No podía ser de otra manera para una persona con más de un nombre: Joseph Ratzinger, Benedicto XVI, concluyó varias vidas con una sola muerte. Murió el teólogo, el profesor, el Prefecto de la Congregación para la Doctrina de la Fe, el Papa emérito. Naturalmente, las interpretaciones sobre el Papa alemán no faltaron (santo casi heroico para unos, conservador despreciable para otros), pero sí se extrañaron las lecciones que pueden extraerse de su biografía. Así, el valor intelectual, la cautela -sobre todo en posiciones de poder- y la honestidad en el deber me parecen las lecciones vitales más destacables del último Papa del siglo XX, del primer Papa del siglo XXI.
Joseph Ratzinger fue un hombre valiente, capaz de defender sus ideas ante cualquier interlocutor. Su pensamiento puede gustar más o menos, pero su determinación para exponerlo y dialogarlo sólo puede gustar. De esta virtud, surgieron discusiones valiosas e interesantes con las mentes más representativas de la izquierda, muchas de ellas francamente ateas, que vale la pena revisar: los célebres debates con Jürgen Habermas y Flores d’Arcais, pero también su exquisita carta al matemático italiano Piergiorgio Odifreddi sobre fe y ciencia.
Ratzinger era un esgrimista intelectual, un erudito accesible, un democristiano arquetípico que conjugaba sus convicciones conservadoras con un Estado constitucional de derecho. Pero su valor no se limita a la pluma y las aulas: el Papa emérito también requirió valentía para impulsar que los procesos contra sacerdotes pederastas adquiriesen un carácter civil y judicial. Asimismo, demostró coraje al buscar mayor transparencia en las finanzas de la Santa Sede, en sus ingresos e inversiones. Para entender una frustrante falta de resultados y cambios de lenta velocidad, necesitamos recordar lo que el internacionalista Maurice Pernot escribió, en 1924: “el Papa es el gobernante más absoluto y, al mismo tiempo, el menos independiente”.
Otra lección de la vida política de Benedicto XVI es la importancia de la cautela, de calcular las consecuencias antes de llevar a cabo cualquier acción. Ratzinger fue poco cauteloso, sus acciones y declaraciones llegaron a desatar verdaderas crisis en el Vaticano, justamente por la incapacidad de entender que la voz de un Papa no es la voz de un profesor o de cualquier obispo.

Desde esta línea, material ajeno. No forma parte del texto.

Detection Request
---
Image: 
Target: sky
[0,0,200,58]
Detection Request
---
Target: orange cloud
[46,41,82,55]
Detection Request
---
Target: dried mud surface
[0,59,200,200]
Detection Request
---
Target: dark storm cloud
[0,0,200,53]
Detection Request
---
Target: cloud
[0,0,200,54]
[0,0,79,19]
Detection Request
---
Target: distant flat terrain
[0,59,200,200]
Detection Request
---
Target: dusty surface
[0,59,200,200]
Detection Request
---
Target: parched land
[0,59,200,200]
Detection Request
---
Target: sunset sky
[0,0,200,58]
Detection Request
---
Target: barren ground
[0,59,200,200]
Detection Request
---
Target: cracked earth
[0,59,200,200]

El Papa causó protestas en el mundo islámico con el torpemente redactado discurso de Ratisbona; causó escozor en la comunidad judía cuando reestableció la posibilidad de celebrar misa bajo el rito tridentino, que ruega por el pueblo que mandó a Cristo al Gólgota y causó el enojo de los grupos más afines a las reformas del Concilio Vaticano II cuando levantó la excomunión impuesta a cuatro obispos nombrados por Marcel Lefevbre, férreo opositor cismático al Concilio. El ejercicio del poder requiere preparación técnica, pero también oficio político; parafraseando al propio Ratzinger, es necesario recordar que la política sin razón es siempre indeseable, pero la razón sin política puede resultar contraproducente. Hay que decirlo: un pontificado técnicamente robusto, pero políticamente débil.

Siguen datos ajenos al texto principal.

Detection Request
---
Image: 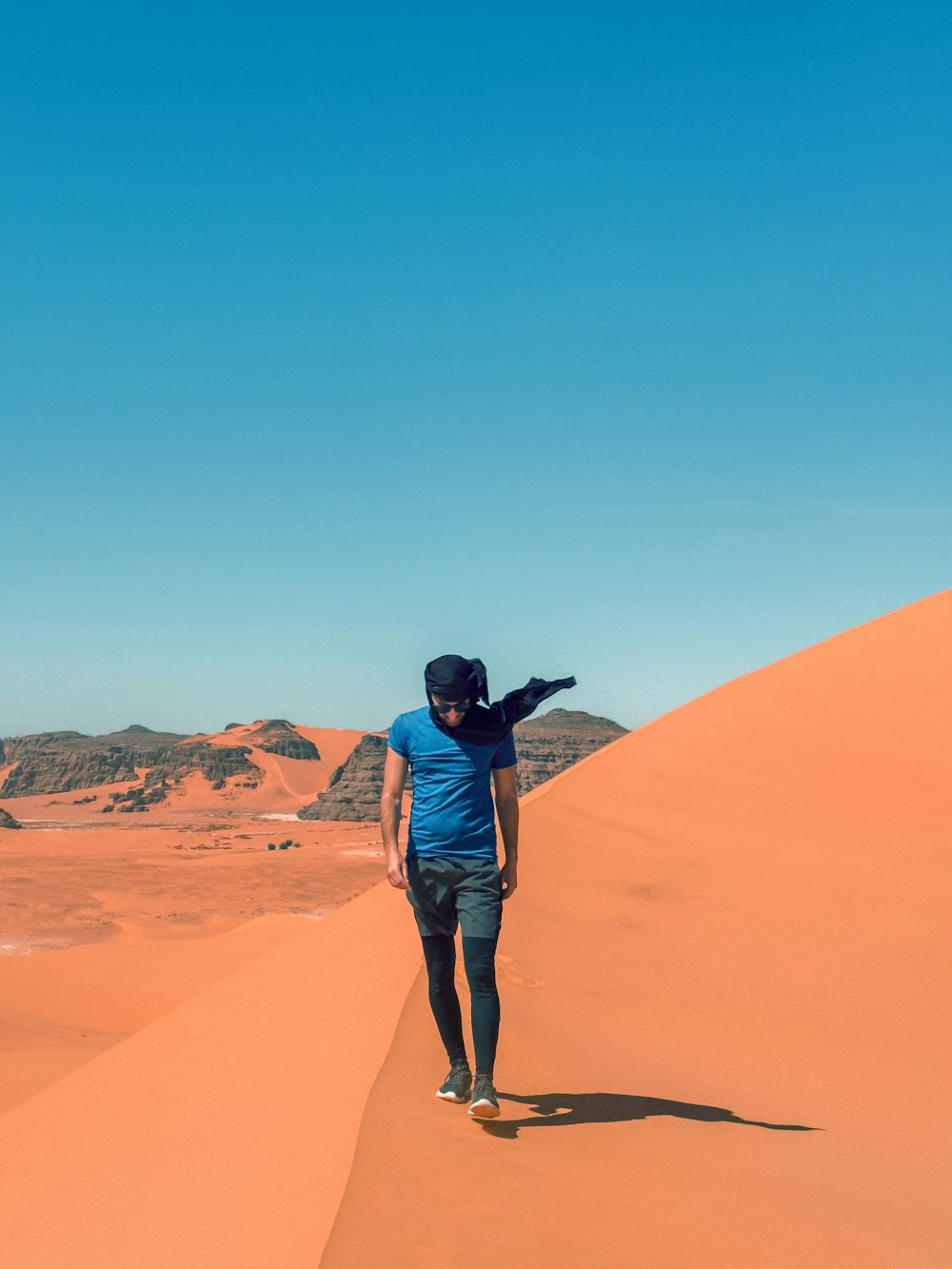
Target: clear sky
[0,0,952,735]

Finalmente, Benedicto fue un hombre honesto: cuando supo que sus fuerzas físicas e intelectuales ya no eran suficientes para encarar los enormes desafíos de la Iglesia, decidió renunciar al ministerio petrino. La honestidad radica entonces en actuar conforme a lo que se espera de uno: si las condiciones individuales -técnicas, morales y hasta físicas- no están a la altura del cargo, entonces es tan importante hacerse a un lado como fue importante haber dado un paso al frente. La honestidad en el deber es quizá la lección más trascendente de su pontificado; pensemos un momento cómo sería nuestra clase política si tuviera ese nivel de congruencia.